Strategy for a game of breaking sticks

Question

Two persons have 2 uniform sticks with equal length which can be cut at any point. Each person will cut the stick into $n$ parts ($n$ is an odd number). And each person's $n$ parts will be permuted randomly, and be compared with the other person's sticks one by one. When one's stick is longer than the other person's, he will get one point. The person with more points will win the game. How to maximize the probability of winning the game for one of the person. What is the best strategy to cut the stick.

Answer 1

When intuition doesn't help, try brute force.

trials = Table[With[{k = RandomReal[{0, 1}, {7}]}, k/Total[k]], {50}]; Column[Sort[Transpose[{Total /@ Table[Total[Sign[trials[[a]] - trials[[b]]]], {a, 1, 50}, {b, 1, 50}], trials}]]]

Now we can look at some best/worst performers.

{-55, {0.018611, 0.0405574, 0.032157, 0.333219, 0.311017, 0.17885, 0.0855879}},
{-39, {0.313092, 0.178326, 0.0454452, 0.064321, 0.228231, 0.0907115,0.0798742}},

{29, {0.0360088, 0.220396, 0.13208, 0.145903, 0.180813, 0.240151, 0.044648}},
{29, {0.0799122, 0.0547817, 0.234127, 0.119589, 0.0290167, 0.255561,0.227013}},
{33, {0.0541814, 0.216338, 0.0619272, 0.204252, 0.0254828, 0.225743,0.212075}}

So, in the case of 7 pieces, best strategy seems to be to give 3 tiny pieces and 4 larger pieces.

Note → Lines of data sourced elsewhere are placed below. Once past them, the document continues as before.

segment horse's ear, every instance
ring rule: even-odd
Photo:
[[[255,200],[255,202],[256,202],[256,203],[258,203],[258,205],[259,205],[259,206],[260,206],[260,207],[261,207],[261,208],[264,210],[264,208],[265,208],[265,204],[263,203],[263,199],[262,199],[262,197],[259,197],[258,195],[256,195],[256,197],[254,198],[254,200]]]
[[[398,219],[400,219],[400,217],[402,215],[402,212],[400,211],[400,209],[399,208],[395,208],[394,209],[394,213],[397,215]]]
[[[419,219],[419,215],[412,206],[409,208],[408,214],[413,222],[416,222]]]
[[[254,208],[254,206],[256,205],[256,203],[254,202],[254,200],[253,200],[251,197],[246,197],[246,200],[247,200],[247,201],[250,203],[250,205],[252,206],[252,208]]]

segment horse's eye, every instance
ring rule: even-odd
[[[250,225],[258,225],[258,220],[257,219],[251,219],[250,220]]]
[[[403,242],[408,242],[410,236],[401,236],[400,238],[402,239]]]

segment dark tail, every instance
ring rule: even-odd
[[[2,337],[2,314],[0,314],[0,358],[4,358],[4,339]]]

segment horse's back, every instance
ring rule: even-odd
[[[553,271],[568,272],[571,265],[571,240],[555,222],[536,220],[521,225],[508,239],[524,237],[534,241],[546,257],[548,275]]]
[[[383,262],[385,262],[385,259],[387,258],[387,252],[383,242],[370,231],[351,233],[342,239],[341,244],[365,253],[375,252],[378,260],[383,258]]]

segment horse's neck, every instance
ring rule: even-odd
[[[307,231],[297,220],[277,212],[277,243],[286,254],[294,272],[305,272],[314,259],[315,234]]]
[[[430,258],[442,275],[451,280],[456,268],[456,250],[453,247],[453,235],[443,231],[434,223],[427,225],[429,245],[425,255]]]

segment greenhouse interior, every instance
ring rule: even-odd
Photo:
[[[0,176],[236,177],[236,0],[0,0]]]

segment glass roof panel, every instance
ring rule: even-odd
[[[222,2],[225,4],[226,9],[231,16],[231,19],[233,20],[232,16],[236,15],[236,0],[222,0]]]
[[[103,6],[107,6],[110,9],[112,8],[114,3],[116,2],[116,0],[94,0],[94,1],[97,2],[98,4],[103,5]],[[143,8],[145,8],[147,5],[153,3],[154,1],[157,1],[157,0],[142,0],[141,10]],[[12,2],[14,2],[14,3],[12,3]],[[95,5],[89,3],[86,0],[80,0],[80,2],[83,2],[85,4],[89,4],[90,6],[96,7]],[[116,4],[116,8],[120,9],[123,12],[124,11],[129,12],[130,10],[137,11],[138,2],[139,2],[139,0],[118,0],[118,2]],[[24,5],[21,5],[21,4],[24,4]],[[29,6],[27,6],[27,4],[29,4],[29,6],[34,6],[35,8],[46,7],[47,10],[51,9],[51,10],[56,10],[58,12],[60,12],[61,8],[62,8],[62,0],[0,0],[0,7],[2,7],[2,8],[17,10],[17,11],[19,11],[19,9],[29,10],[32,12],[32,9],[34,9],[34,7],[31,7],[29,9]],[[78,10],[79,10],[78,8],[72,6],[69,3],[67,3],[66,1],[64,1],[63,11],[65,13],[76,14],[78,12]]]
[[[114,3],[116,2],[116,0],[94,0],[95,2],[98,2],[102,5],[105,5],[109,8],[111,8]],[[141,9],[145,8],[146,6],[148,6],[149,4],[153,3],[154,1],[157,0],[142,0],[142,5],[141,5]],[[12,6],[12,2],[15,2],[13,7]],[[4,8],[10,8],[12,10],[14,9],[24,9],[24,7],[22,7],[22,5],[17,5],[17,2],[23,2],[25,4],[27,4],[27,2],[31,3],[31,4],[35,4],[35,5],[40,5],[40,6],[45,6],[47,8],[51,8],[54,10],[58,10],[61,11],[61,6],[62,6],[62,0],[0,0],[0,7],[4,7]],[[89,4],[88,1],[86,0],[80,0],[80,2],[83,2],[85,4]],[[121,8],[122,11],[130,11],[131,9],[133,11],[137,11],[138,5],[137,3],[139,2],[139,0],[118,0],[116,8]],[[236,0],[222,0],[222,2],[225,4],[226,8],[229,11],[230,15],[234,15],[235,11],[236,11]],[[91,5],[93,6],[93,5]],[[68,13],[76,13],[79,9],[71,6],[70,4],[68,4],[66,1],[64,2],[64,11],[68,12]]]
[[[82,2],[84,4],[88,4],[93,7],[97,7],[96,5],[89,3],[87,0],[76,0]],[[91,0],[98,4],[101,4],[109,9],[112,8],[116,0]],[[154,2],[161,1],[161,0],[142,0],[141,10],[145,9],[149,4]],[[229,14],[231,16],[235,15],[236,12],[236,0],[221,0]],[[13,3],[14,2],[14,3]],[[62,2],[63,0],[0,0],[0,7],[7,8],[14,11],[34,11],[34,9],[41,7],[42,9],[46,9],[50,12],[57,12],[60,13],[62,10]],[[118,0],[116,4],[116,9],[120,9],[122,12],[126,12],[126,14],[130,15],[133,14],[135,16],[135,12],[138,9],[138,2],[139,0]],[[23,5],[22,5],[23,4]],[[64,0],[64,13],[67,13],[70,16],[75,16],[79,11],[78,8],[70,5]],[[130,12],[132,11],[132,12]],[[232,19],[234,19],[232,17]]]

With some bigger trials, 2 tiny pieces and 5 larger pieces seemed best. But this is a competitive game ... so I selected the top 10% of a larger trial, and then had those guys compete. This time the winner was to have 3 values of 2/7 and one value of 1/7 {0.0263105, 0.0848388, 0.228165, 0.249932, 0.0788568, 0.215831, 0.116066}

Your iterations may behave differently.